Abstract #T155

# T155
Supplementation of dairy cows with a blend of direct-fed microbes: Performance and digestion.
L. N. Resende1, R. B. Silva2, R. A. N. Pereira3,2, M. N. Pereira*1,2, 1Universidade Federal de Lavras, Lavras, MG, Brazil, 2Better Nature Research Center, Ijaci, MG, Brazil, 3Empresa de Pesquisa Agropecuaria de Minas Gerais, Lavras, MG, Brazil.
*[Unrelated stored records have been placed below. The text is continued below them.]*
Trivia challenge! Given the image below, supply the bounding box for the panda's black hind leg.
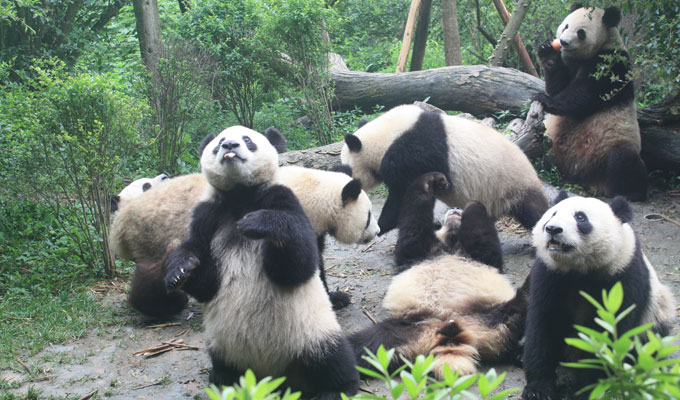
[458,201,503,272]
[605,144,647,201]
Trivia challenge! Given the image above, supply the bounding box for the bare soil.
[0,192,680,399]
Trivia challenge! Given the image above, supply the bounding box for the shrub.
[0,62,141,275]
[563,282,680,399]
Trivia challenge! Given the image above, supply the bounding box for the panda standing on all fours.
[165,126,359,399]
[522,192,675,400]
[534,5,647,201]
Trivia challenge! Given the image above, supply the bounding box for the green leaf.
[603,282,623,314]
[564,338,595,353]
[356,365,385,380]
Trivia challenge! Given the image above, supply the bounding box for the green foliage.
[0,62,141,274]
[261,0,333,144]
[563,282,680,399]
[0,199,113,370]
[143,41,218,174]
[179,0,279,128]
[205,370,300,400]
[206,346,519,400]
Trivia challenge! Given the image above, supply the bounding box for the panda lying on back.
[349,173,528,379]
[165,126,359,399]
[522,192,675,400]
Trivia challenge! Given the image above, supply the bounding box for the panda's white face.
[201,126,278,191]
[556,7,622,60]
[118,174,168,203]
[532,197,636,275]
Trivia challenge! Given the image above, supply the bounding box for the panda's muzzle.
[544,225,574,252]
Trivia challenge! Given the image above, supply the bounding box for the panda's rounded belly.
[204,241,340,376]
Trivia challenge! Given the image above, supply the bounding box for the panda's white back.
[204,225,340,376]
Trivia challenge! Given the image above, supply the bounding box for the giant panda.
[534,5,647,201]
[340,105,548,234]
[109,164,378,317]
[522,192,675,399]
[164,126,359,399]
[111,174,168,213]
[349,173,528,379]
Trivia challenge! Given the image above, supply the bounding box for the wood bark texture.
[330,65,545,118]
[489,0,531,67]
[441,0,463,66]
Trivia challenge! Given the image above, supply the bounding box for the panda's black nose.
[545,225,564,235]
[222,140,241,150]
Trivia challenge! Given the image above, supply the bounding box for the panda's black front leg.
[394,172,451,270]
[242,185,319,286]
[533,40,570,96]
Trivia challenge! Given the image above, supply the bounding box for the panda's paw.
[165,255,199,292]
[522,384,555,400]
[328,291,350,310]
[236,210,272,239]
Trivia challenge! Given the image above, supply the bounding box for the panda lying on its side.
[109,164,379,317]
[111,174,168,213]
[164,126,359,399]
[522,192,675,400]
[349,173,528,378]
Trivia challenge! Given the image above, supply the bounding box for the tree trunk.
[493,0,538,77]
[489,0,531,67]
[409,0,432,71]
[132,0,163,79]
[441,0,463,66]
[396,0,421,73]
[330,65,545,118]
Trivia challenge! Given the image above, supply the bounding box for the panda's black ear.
[331,164,352,177]
[264,126,288,153]
[341,179,361,207]
[111,194,120,213]
[345,133,361,153]
[552,190,569,205]
[609,196,633,223]
[602,6,621,28]
[198,133,215,158]
[569,3,583,13]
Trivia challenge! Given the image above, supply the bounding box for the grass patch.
[0,199,121,372]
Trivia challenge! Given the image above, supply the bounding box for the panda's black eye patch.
[574,211,593,235]
[241,136,257,151]
[213,138,224,154]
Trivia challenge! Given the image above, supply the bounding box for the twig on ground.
[361,307,378,324]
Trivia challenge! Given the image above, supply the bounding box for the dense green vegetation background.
[0,0,680,383]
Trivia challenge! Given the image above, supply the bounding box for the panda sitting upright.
[534,5,647,201]
[165,126,359,399]
[522,192,675,400]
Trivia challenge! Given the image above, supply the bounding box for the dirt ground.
[0,188,680,399]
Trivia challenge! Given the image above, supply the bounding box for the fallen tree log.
[330,65,545,118]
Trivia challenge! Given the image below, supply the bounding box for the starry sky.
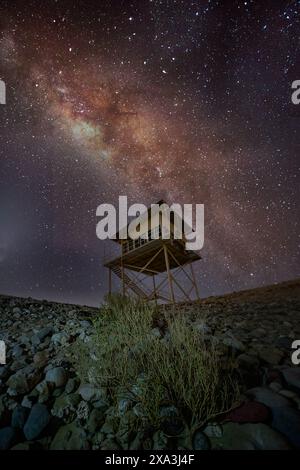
[0,0,300,305]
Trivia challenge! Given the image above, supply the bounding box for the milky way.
[0,0,299,304]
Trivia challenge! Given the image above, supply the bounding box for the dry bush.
[77,296,238,426]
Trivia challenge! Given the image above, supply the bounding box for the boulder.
[45,367,68,387]
[7,366,41,396]
[50,422,89,450]
[225,401,270,423]
[11,405,29,429]
[193,430,210,450]
[282,367,300,391]
[23,403,50,441]
[0,427,17,450]
[210,423,291,450]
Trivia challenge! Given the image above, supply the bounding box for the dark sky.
[0,0,300,305]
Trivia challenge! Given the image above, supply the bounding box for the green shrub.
[77,296,238,432]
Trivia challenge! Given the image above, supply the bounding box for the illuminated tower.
[104,201,201,304]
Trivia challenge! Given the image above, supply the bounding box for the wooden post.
[121,241,125,297]
[190,263,200,300]
[164,244,175,304]
[152,274,157,306]
[108,268,111,295]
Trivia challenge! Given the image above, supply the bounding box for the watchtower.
[104,200,201,304]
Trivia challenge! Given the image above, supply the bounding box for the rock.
[35,380,51,403]
[225,401,270,423]
[237,353,259,370]
[258,346,284,365]
[78,384,106,401]
[129,431,144,450]
[282,367,300,391]
[272,406,300,449]
[269,382,282,393]
[246,387,291,409]
[76,400,90,424]
[118,398,133,416]
[115,410,137,450]
[24,403,50,441]
[87,409,105,434]
[203,423,223,437]
[210,423,291,450]
[79,320,93,328]
[278,389,298,400]
[11,441,32,450]
[45,367,68,387]
[101,410,119,435]
[21,395,35,408]
[150,327,162,338]
[31,326,53,346]
[193,430,210,450]
[11,344,24,358]
[222,335,246,352]
[50,422,89,450]
[65,378,79,393]
[33,349,49,367]
[0,427,17,450]
[11,405,29,429]
[153,430,168,450]
[101,438,121,450]
[275,336,293,351]
[51,393,81,423]
[0,366,9,380]
[51,331,71,346]
[7,366,41,396]
[192,321,212,335]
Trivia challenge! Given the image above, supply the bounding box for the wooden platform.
[104,239,201,276]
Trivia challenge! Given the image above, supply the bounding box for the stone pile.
[0,283,300,450]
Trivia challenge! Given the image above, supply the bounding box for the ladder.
[111,265,150,299]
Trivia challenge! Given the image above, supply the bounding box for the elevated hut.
[104,200,201,304]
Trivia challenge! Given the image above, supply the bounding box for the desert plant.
[76,296,238,427]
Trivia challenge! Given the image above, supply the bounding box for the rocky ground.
[0,281,300,450]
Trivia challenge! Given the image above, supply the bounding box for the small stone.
[45,367,68,387]
[269,382,282,393]
[87,409,105,434]
[226,401,270,423]
[33,350,49,367]
[11,405,29,429]
[203,423,223,437]
[65,378,78,393]
[78,384,105,401]
[100,438,121,450]
[193,430,210,450]
[223,335,246,352]
[272,406,300,449]
[0,427,17,450]
[246,387,291,409]
[24,403,50,441]
[51,331,71,346]
[50,422,89,450]
[282,367,300,390]
[258,347,284,365]
[7,366,41,396]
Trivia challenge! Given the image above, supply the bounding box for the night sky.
[0,0,300,305]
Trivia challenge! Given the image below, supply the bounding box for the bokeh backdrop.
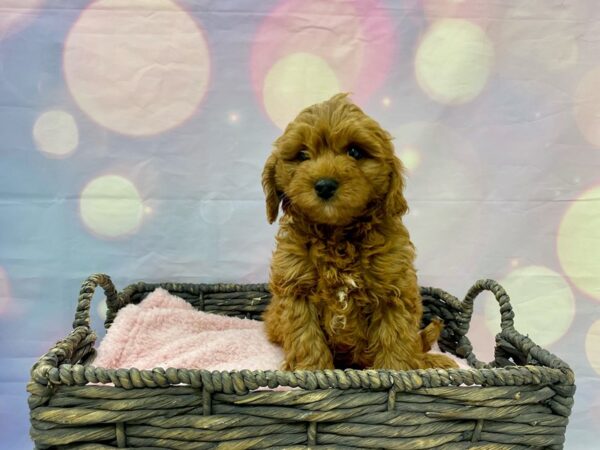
[0,0,600,449]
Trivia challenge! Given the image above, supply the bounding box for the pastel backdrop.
[0,0,600,449]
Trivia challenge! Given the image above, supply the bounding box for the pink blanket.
[93,288,468,370]
[93,288,283,370]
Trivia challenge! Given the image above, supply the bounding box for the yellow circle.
[557,187,600,300]
[585,320,600,375]
[415,19,494,104]
[263,52,340,129]
[485,266,575,347]
[64,0,210,136]
[33,110,79,157]
[79,175,144,237]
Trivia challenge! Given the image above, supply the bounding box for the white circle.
[485,266,575,347]
[263,52,340,129]
[415,19,494,104]
[79,175,144,237]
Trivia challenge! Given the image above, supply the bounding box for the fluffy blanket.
[94,288,283,370]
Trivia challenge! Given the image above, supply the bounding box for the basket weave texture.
[27,274,575,450]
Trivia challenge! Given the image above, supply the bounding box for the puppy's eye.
[296,150,310,162]
[346,144,366,159]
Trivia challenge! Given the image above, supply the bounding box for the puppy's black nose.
[315,178,338,200]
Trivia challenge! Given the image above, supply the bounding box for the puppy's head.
[262,94,407,225]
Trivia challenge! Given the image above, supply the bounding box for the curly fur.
[262,94,456,370]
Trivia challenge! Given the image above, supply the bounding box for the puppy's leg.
[265,299,334,370]
[368,304,423,370]
[419,317,444,352]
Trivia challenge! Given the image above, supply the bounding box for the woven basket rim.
[31,274,574,393]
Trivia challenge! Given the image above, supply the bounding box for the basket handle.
[457,279,516,369]
[73,273,119,328]
[460,279,515,336]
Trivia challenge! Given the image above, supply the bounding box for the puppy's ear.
[385,156,408,216]
[262,154,281,223]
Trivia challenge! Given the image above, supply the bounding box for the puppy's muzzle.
[315,178,339,200]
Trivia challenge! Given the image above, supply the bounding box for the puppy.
[262,94,457,370]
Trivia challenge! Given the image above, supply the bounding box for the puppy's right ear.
[262,154,281,223]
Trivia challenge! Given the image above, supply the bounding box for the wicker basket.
[27,275,575,450]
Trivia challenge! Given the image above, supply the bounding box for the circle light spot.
[263,52,340,129]
[585,320,600,375]
[557,186,600,300]
[485,266,575,347]
[79,175,144,238]
[63,0,210,136]
[415,19,494,104]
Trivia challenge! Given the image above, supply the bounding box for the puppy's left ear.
[385,155,408,216]
[262,154,281,223]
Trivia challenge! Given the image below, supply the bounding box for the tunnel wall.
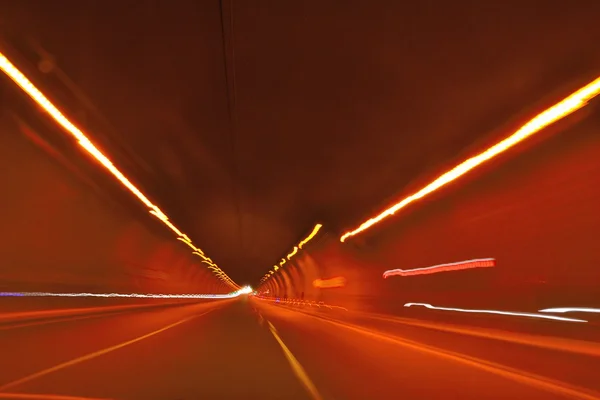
[260,109,600,313]
[0,104,231,293]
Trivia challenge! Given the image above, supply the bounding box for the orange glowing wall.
[0,113,230,293]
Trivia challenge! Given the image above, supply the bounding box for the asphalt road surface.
[0,297,600,400]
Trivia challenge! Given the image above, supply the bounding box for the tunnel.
[0,0,600,400]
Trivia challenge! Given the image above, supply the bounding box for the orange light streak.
[0,53,239,288]
[340,78,600,242]
[260,224,323,283]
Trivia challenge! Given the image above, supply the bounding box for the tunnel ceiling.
[0,0,600,283]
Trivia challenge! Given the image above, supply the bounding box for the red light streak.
[383,258,496,279]
[340,78,600,242]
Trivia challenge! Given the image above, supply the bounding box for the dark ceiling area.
[0,0,600,284]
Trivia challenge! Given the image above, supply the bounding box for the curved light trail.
[0,53,240,289]
[404,303,588,322]
[260,224,323,283]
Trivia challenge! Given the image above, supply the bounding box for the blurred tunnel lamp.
[313,276,346,289]
[260,224,323,283]
[0,53,240,289]
[340,77,600,242]
[383,258,496,279]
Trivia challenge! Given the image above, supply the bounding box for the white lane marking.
[0,309,214,392]
[0,393,111,400]
[267,320,322,400]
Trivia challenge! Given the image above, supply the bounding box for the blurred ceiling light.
[260,224,323,283]
[340,78,600,242]
[383,258,496,279]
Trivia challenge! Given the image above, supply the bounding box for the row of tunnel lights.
[0,53,240,290]
[260,224,323,283]
[261,77,600,283]
[0,48,600,289]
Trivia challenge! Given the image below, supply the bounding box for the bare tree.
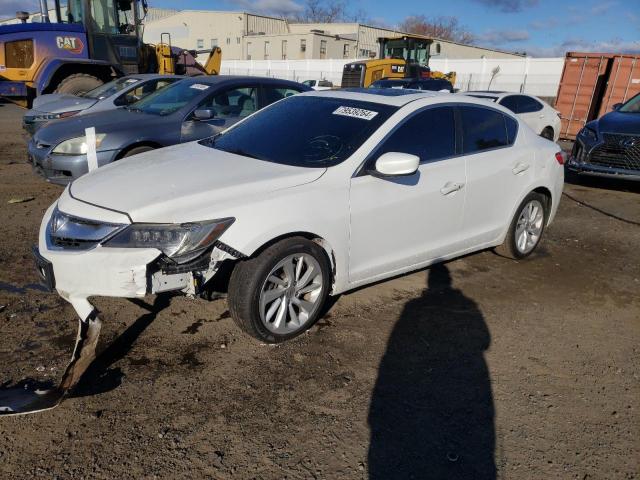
[398,15,474,43]
[292,0,368,23]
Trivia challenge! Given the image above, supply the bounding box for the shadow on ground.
[368,264,496,480]
[71,295,171,397]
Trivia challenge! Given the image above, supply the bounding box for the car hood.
[70,142,326,223]
[33,94,98,113]
[34,108,169,148]
[598,112,640,135]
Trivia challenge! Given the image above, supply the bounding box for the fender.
[33,58,124,95]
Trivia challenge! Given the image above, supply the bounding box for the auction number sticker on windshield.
[333,107,378,120]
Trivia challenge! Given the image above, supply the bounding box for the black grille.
[340,63,366,88]
[588,133,640,171]
[4,40,33,68]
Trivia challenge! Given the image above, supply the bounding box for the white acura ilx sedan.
[34,89,564,342]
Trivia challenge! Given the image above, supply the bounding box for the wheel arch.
[244,230,336,285]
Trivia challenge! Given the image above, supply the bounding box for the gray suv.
[28,76,311,185]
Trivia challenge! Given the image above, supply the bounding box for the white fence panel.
[221,58,564,97]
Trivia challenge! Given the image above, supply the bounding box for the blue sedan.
[28,76,310,185]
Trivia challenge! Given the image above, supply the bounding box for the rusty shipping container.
[555,52,640,140]
[598,55,640,117]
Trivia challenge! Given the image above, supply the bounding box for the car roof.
[302,88,451,107]
[178,75,309,88]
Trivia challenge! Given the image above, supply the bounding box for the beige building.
[0,8,522,60]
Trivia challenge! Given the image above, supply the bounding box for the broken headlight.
[103,218,235,262]
[51,133,107,155]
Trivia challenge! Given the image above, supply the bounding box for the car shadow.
[368,264,496,480]
[71,294,172,397]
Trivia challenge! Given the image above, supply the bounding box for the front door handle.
[440,182,464,195]
[512,162,530,175]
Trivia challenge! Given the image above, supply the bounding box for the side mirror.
[375,152,420,177]
[193,108,216,121]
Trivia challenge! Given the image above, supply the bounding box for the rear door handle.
[512,163,529,175]
[440,182,464,195]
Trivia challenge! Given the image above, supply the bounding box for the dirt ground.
[0,98,640,480]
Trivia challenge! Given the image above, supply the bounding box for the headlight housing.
[103,217,235,263]
[33,110,82,121]
[51,133,107,155]
[579,127,598,142]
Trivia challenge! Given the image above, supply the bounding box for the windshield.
[129,80,206,115]
[81,77,140,100]
[618,93,640,113]
[200,96,397,168]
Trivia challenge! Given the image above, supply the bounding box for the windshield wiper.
[221,147,260,160]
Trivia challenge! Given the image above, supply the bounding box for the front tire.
[228,237,331,343]
[495,192,547,260]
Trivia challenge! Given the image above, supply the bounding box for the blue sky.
[5,0,640,56]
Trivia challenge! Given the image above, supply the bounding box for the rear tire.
[55,73,104,95]
[540,127,554,142]
[120,145,155,158]
[495,192,548,260]
[227,237,331,343]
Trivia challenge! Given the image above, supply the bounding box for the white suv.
[36,89,564,342]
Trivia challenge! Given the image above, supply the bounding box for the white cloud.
[0,0,39,19]
[475,30,529,45]
[524,38,640,57]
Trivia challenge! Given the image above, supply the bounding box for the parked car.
[302,79,333,90]
[36,89,564,342]
[567,93,640,180]
[28,76,310,184]
[369,78,453,93]
[463,90,560,142]
[22,74,186,135]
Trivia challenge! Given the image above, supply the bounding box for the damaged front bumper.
[0,201,242,415]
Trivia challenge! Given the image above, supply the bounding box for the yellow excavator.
[342,35,456,88]
[0,0,222,105]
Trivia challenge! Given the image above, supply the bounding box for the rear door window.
[198,87,258,119]
[459,106,510,154]
[500,95,520,113]
[518,95,543,113]
[372,107,456,162]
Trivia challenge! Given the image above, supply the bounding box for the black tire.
[540,127,554,142]
[120,145,155,158]
[495,192,549,260]
[227,237,331,343]
[55,73,104,95]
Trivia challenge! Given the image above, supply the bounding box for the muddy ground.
[0,99,640,480]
Probiotics (PBT) may improve diet digestibility and lactation performance of dairy cows. This experiment evaluated the effect of a liquid supplement containing a blend of viable lactic acid bacteria, spore forming bacteria, and yeast (S. cerevisiae) cultured in consortium (Global Saúde, Brazil/SCD Probiotics, USA) on digestion, intake, and lactation performance of dairy cows. Twenty-six Holstein cows (185 ± 141 DIM) were individually fed a standard TMR for 14 d and treatments control or PBT (3.5 mL/kg of TMR DM) for 56 d, in a covariate adjusted randomized block design with repeated measures over time. The PBT increased DMI (23.5 vs 22.5 kg/d. P < 0.01, SEM 0.37) and tended to increase the yields of milk (30.0 vs 29.4 kg/d. P = 0.06, SEM 0.50) and lactose (+ 60 g/d. P = 0.09). Energy-corrected milk to DMI ratio was reduced by PBT (1.25 vs 1.31. P = 0.02, SEM 0.033). Milk solids concentration and yield did not differ (P ≥ 0.28). Cows fed PBT tended to have higher BCS (3.02 vs 2.91. P = 0.08, SEM 0.039), but BW did not differ (641 kg. P = 0.27). The PBT tended to reduce the total-tract digestibility of the non-fibrous OM (81.2 vs 84.1%. P = 0.08, SEM 1.11) whereas starch (90.7%) and NDF (48.4%) digestibilities did not differ (P ≥ 0.20). Molar proportion of butyrate in ruminal fluid tended to be reduced by PBT (9.4 vs 10.4%, P = 0.06, SEM 0.40) as well as total protozoa concentration (P = 0.10). The acetate to propionate ratio (3.1. P = 0.89) and the ruminal microbial yield estimated by the daily urinary allantoin excretion (P = 0.21) did not differ. The PBT reduced the proportion of daily intake in the morning (35.1 vs 40.4%. P = 0.02, SEM 1.52) and increased the proportion in the afternoon (45.9 vs 41.9%. P = 0.03, 1.23). Rumination and ingestion behaviors did not differ (P ≥ 0.16). The PBT reduced blood urea-N at 0900 h (P = 0.01) and tended to reduce at 1630 h (P = 0.06) and 2300 h (P = 0.09), but did not affect milk urea-N (18.6 mg/dL, P = 0.47, SEM 0.44). The PBT induced a greater increase in DMI than in milk yield, decreasing feed efficiency, and had effects on digestibility and ruminal fermentation profile.